Luhut memaparkan, ada dua masalah yang sudah bisa diselesaikan dalam kunjungan dirinya ke Jepang untuk membahas proyek ini, yaitu kompensasi waktu dan peningkatan kapasitas produksi.
Dia mengatakan pemerintah akan memberi tambahan kontrak kepada Inpex untuk Blok Masela selama tujuh tahun, bukan 10 tahun seperti yang diminta oleh Inpex.
"Sampai sekarang itu mereka minta 10 tahun tapi kami melihat angka yang realistis tujuh tahun," ujarnya.
Sementara itu, mengenai cost recovery yang diminta Jepang, pada kunjungan itu pihak Jepang menyepakati besarnya mencapai USD1,2 miliar.
Namun, angka itu belum bisa diputuskan oleh Pemerintah Indonesia, karena untuk menentukan angka tersebut akan dilakukan audit terlebih dahulu.
"Ada subject audit. Kami juga harus adil dalam hal ini, tidak bisa langsung tentukan nominal berapa, masih ada beberapa pertimbangan," ungkapnya.
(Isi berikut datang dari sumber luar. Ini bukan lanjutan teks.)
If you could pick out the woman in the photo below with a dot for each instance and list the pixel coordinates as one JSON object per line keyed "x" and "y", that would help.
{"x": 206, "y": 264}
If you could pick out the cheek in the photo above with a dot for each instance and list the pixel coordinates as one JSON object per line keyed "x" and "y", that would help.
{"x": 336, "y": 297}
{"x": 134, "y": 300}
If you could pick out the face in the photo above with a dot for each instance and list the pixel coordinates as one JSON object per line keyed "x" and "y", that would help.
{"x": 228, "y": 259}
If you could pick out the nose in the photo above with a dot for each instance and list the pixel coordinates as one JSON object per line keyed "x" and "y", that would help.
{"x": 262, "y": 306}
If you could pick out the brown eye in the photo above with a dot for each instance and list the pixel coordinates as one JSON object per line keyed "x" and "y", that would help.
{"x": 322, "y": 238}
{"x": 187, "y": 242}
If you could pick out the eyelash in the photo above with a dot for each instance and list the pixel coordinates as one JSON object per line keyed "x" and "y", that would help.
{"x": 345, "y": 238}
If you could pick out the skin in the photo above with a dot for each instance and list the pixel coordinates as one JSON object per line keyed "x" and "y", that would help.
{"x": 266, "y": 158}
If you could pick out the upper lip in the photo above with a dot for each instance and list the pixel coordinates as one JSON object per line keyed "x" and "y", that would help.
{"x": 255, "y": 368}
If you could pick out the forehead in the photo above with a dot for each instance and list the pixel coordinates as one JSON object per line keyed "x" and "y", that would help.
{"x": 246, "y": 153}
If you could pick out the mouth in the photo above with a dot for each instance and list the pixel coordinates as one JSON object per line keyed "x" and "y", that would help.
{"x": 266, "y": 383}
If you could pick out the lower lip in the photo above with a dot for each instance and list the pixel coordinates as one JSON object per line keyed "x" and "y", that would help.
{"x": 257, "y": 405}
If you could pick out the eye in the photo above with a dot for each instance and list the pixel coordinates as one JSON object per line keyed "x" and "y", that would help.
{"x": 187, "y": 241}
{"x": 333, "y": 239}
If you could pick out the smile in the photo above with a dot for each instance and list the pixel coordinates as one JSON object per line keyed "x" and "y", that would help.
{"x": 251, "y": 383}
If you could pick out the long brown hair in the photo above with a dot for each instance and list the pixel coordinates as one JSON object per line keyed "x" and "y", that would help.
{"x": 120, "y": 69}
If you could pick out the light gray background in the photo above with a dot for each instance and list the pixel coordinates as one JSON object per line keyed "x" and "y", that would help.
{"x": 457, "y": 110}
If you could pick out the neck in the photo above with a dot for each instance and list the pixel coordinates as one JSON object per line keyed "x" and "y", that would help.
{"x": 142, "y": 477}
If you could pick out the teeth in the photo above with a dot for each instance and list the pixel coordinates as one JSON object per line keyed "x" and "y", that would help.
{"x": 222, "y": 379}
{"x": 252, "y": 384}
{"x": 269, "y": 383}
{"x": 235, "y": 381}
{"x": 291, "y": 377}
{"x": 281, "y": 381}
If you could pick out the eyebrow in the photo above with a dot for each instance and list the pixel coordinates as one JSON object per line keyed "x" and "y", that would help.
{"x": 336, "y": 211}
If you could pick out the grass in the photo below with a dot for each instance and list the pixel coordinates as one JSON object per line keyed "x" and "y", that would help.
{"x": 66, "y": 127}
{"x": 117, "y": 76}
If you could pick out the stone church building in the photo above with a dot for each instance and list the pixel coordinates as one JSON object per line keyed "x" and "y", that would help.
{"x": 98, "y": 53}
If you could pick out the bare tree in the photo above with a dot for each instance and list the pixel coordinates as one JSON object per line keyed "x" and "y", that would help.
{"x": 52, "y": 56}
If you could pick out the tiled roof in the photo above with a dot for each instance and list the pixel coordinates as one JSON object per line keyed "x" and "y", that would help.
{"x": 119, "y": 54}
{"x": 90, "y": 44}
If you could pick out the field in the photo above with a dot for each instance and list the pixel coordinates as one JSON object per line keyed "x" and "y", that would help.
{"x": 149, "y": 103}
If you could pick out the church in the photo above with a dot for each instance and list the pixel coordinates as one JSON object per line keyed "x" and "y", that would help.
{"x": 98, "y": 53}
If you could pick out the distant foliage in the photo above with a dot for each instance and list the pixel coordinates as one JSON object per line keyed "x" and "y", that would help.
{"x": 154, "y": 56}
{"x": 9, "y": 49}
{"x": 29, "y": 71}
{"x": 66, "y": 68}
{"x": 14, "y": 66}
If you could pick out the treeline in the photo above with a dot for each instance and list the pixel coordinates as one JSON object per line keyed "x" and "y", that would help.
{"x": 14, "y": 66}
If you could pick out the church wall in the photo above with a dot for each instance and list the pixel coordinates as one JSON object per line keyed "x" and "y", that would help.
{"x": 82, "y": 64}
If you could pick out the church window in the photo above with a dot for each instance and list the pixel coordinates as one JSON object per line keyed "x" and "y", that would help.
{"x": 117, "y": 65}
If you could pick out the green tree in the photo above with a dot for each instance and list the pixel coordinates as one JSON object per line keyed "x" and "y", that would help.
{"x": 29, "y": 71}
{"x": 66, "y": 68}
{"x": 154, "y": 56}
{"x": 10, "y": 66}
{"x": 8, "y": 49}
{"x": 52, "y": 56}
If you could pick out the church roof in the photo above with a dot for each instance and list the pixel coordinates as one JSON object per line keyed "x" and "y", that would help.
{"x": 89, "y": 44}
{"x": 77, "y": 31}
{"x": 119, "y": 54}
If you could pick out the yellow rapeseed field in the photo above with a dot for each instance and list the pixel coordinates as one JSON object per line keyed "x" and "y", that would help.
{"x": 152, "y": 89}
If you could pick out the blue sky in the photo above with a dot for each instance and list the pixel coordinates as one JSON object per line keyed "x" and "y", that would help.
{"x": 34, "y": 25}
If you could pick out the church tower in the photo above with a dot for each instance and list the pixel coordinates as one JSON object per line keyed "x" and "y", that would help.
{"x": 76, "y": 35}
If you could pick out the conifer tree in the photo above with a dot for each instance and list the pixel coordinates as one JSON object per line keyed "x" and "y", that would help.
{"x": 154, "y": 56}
Kerja sama maritim Indonesia-Jepang
Kerja sama yang ditandatangani pada kunjungan tersebut, sebenarnya adalah kelanjutan dari pembicaraan Presiden Jokowi dengan Perdana Menteri Shinzo Abe tahun lalu.
"Kerja sama ini untuk meningkatkan ekonomi kelautan dan meningkatkan kerja sama antara Indonesia-Jepang dalam industri kelautan. Jepang sudah melihat peluang-peluang untuk melakukan investasi di Pulau Natuna Besar, di Natuna Timur untuk energi, dan di Sabang untuk pelabuhan. Mereka juga akan berinvestasi di Morotai," jelasnya.
Selain itu, Menteri Luhut mengatakan bahwa pemerintah Jepang telah sepakat untuk membangun proyek kereta api semi-cepat Jakarta-Surabaya, di mana skema kerja sama pemerintah-swasta (PPP) termasuk salah satu altenatif yang dipertimbangkan.
Ia mengatakan, berdasarkan pandangan Kepala Bappenas Bambang Brodjonegoro, skema PPP dipilih karena nilai proyek tersebut sangat besar tetapi menurut UU jalur kereta api adalah aset milik negara,
"Karena itu, kami cari kombinasi itu agar tidak memberatkan APBN. Jepang juga sepakat dengan ini dan kami harap ini tinggal finalisasi," pungkas Menko Luhut.